Various chronopharmaceutical technologies have been developed based on the principals of the above-mentioned approaches. Table 2 reveals the marketed technologies for chronotherapy of diseases which shows circadian rhythm in their pathophysiology.

Table 1.  Diseases requiring PDDS.

Sr. no.	Diseases	Chronopharmacological behavior	Drugs used
1.	Peptic ulcer	Acid secretion is high in afternoon and in night	H2 blockers
2.	Asthma	Precipitation of attacks during night or at early morning hour	B2 agonist, Antihistaminic
3.	Cardiovascular diseases	Blood pressure is at its lowest during the sleep and rises steeply during the early morning awakening period	Nitroglycerin, Calcium channel blockers, ACE inhibitors
4.	Arthritis	Pain in the morning and more pain at night	NSAIDs, Glucocorticoids
5.	Diabetes mellitus	Increase in blood sugar level after meal	Sulfonylurea, Insulin, Biguanide
6.	Attention deficit syndrome	Increase in DOPA level in afternoon	Methyl phenidate
7.	Hypercholesterolemia	Cholesterol synthesis is generally higher during night than during day time	HMG COA reductase inhibitors.

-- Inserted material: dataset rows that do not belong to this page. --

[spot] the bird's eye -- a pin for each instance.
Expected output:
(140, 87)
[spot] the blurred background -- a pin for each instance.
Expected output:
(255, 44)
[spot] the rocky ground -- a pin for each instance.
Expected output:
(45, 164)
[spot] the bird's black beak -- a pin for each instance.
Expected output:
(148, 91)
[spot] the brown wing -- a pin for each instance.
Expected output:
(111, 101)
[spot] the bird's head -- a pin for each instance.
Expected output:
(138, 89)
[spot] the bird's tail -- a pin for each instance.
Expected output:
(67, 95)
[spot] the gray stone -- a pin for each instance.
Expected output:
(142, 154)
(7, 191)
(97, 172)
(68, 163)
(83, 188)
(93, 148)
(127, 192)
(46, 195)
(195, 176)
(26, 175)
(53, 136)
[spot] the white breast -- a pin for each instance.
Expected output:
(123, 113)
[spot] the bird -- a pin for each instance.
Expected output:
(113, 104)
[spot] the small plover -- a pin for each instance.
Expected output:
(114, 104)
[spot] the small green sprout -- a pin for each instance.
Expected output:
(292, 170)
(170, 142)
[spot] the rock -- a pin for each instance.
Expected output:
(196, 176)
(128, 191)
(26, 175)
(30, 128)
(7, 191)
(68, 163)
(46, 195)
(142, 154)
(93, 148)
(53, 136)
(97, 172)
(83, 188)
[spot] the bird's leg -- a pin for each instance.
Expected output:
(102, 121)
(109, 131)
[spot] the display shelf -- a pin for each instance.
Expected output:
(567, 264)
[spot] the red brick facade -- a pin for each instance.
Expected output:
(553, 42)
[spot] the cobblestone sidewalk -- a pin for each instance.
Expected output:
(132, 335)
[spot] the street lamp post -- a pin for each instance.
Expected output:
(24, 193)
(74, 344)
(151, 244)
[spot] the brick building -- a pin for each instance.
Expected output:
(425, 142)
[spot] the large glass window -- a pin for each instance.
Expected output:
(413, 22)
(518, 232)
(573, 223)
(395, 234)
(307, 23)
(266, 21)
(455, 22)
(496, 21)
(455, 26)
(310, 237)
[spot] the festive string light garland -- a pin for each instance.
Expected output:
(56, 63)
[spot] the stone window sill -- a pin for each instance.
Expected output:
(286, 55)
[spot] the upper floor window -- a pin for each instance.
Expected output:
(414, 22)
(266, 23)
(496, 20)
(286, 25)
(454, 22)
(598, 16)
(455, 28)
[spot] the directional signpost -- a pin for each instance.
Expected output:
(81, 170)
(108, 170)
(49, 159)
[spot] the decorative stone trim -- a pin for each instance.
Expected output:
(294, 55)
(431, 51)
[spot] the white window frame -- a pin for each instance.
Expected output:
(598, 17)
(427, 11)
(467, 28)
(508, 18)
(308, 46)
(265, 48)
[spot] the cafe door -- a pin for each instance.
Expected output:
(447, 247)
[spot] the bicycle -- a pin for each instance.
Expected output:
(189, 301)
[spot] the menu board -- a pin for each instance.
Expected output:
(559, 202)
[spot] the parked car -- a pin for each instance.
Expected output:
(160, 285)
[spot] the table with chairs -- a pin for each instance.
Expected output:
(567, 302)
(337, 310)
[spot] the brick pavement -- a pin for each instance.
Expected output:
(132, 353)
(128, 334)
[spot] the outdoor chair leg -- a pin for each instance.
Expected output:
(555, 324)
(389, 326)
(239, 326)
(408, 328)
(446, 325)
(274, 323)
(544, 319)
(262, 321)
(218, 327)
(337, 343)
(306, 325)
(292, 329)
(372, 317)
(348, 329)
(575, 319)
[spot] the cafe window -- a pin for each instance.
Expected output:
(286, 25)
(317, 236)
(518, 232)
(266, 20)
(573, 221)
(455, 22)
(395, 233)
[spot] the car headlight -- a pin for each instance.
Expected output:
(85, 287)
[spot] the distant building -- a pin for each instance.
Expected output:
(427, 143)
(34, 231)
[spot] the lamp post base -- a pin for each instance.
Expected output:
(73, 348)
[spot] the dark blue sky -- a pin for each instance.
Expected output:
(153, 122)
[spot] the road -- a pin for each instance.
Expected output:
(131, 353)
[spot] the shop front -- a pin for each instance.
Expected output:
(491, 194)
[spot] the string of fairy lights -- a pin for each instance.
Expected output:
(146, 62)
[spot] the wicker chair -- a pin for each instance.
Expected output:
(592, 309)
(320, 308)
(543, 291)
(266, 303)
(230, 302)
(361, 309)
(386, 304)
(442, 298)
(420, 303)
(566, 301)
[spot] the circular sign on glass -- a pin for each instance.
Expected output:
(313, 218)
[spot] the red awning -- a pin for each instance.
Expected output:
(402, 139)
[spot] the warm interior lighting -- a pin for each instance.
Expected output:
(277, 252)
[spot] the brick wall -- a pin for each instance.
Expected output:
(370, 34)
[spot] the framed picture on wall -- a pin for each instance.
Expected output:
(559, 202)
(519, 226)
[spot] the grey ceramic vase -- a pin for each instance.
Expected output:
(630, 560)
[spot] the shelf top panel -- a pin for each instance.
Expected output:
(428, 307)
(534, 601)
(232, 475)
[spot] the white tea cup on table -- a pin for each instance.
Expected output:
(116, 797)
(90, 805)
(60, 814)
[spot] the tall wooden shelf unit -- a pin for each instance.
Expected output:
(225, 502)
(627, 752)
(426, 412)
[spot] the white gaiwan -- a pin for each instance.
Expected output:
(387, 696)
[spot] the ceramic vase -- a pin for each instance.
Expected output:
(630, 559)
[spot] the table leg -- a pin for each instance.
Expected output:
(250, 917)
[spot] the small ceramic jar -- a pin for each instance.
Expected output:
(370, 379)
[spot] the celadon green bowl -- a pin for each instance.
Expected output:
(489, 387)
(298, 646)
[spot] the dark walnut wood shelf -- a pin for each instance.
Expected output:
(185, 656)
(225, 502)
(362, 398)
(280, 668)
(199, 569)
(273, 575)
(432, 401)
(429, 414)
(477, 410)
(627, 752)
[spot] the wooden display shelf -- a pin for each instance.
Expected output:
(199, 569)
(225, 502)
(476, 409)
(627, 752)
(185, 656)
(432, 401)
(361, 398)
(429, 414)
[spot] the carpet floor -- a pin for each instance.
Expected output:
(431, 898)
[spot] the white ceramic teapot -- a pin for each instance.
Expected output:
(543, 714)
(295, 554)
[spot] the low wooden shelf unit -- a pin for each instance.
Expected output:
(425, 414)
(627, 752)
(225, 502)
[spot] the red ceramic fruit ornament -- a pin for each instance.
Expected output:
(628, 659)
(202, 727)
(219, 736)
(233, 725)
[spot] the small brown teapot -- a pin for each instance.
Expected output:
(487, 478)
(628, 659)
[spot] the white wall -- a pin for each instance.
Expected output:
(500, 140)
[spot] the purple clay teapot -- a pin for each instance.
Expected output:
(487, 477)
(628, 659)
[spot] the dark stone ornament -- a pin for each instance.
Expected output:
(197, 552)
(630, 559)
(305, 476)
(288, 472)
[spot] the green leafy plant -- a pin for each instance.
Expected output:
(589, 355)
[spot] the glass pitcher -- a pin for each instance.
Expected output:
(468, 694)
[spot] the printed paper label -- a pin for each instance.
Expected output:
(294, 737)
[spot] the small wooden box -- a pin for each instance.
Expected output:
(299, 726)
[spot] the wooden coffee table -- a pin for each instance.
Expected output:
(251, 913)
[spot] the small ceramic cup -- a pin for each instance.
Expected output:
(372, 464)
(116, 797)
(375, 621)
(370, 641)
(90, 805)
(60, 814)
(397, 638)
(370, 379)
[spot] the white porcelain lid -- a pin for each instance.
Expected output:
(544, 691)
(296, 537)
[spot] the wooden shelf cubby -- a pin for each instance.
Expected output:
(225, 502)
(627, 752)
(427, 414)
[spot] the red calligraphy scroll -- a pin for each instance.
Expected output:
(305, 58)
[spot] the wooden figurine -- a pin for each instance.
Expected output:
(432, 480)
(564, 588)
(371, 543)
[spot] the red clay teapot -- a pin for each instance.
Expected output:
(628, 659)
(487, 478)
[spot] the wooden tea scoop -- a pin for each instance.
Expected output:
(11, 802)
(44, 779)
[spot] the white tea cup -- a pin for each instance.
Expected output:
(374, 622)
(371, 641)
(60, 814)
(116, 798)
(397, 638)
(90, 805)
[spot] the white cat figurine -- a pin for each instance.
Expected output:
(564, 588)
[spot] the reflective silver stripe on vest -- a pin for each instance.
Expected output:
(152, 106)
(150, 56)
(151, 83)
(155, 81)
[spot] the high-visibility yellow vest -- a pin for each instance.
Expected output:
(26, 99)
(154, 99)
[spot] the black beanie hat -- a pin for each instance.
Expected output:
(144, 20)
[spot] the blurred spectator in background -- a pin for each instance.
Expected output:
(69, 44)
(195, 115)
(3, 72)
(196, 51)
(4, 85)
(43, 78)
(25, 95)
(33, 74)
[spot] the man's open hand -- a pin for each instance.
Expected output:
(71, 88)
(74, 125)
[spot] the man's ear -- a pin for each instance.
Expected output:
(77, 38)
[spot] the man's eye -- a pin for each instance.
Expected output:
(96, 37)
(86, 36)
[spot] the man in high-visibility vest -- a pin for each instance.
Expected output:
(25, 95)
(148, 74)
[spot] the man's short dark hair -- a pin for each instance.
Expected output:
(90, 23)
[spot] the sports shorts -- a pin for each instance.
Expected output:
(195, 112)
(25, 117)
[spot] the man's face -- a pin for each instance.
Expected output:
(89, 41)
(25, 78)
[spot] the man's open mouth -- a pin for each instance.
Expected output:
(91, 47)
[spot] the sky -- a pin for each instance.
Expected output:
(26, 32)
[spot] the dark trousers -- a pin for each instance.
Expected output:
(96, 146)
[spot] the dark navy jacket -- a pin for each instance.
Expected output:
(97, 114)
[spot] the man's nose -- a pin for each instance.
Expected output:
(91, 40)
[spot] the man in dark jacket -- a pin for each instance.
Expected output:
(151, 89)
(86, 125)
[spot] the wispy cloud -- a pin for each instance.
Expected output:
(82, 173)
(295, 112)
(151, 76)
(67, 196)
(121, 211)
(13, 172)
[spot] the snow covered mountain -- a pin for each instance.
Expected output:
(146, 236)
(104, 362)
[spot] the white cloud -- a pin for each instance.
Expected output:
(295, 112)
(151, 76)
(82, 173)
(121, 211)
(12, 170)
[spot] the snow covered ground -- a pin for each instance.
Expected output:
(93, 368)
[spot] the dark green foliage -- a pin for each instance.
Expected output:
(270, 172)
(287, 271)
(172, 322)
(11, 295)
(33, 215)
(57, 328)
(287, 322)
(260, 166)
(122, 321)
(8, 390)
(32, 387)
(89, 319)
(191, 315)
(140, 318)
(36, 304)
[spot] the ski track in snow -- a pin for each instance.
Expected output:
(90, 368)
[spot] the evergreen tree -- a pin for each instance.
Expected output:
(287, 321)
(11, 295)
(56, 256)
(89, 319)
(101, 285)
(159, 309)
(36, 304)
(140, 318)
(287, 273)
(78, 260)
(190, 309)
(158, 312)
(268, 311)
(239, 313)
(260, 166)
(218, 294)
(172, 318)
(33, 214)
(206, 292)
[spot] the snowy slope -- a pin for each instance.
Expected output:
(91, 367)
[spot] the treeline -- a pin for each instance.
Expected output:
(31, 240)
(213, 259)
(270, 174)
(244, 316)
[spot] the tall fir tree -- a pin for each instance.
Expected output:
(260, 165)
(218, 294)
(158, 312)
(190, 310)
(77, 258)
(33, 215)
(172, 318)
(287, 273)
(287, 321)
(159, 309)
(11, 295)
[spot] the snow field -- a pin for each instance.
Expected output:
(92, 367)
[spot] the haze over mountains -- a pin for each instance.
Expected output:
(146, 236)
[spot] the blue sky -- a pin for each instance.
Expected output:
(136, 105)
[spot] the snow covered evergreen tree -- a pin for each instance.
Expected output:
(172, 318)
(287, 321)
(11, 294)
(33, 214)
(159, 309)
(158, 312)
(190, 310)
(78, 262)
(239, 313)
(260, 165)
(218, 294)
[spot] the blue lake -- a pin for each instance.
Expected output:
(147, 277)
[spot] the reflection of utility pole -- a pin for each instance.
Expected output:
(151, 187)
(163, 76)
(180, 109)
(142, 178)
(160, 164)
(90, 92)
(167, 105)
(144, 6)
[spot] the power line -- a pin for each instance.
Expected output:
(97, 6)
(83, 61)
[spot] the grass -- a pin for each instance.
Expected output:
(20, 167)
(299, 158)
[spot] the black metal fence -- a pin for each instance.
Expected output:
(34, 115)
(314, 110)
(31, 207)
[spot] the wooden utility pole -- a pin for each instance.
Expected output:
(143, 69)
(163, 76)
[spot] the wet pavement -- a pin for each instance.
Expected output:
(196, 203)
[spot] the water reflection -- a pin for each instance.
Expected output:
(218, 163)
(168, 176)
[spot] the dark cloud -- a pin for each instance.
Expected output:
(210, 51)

Table 2.  Marketed technologies of PDDS.

Technology	Proprietary name and dosage form	API	Indications
OROS	Covera-HS; extended release tablets	Verapamil HCl	Hypertension/increased BP in early morning
CODAS	Verelan PM; extended release capsules	Verapamil HCl	Hypertension
CEFORM	Cardizem LA; extended Releasetablets	Diltiazem HClVerapamil HCl	Hypertension
DIFFUCAPS	InnoPran XL extended release capsules	Propranolol HCl	Hypertension
PULSYS	Moxatag tablet	Amoxicillin	Infection
Three-dimensional printing	Theirform	Diclofenac Sodium	Inflammation
PULSINCAP	Pulsincap	Dofetilide	Hypertension

Conclusion

Experts forecast a continuously rising demand for dosage forms with pulsatile drug release, since circadian rhythms have been extensively described for many diseases. Thus, more and more attempts are being made to adjust drug delivery systems accurately to patient requirements, both in terms of therapeutic efficacy and compliance. In the present review, we have described various methodologies for developing PDDS like time-controlled, Stimuli-induced, and Externally Regulated Systems. There is a constant need of new delivery system that can provide increased therapeutic benefits to the patients and PDDS is one such system that delivers the drug at the right time, at the right place, and in the right amount. PDDS also hold good promises of benefit to the patients suffering from chronic problems like arthritis, asthma, hypertension, etc.

Declaration of interest

The authors report no conflicts of interest. The authors alone are responsible for the content and writing of the paper.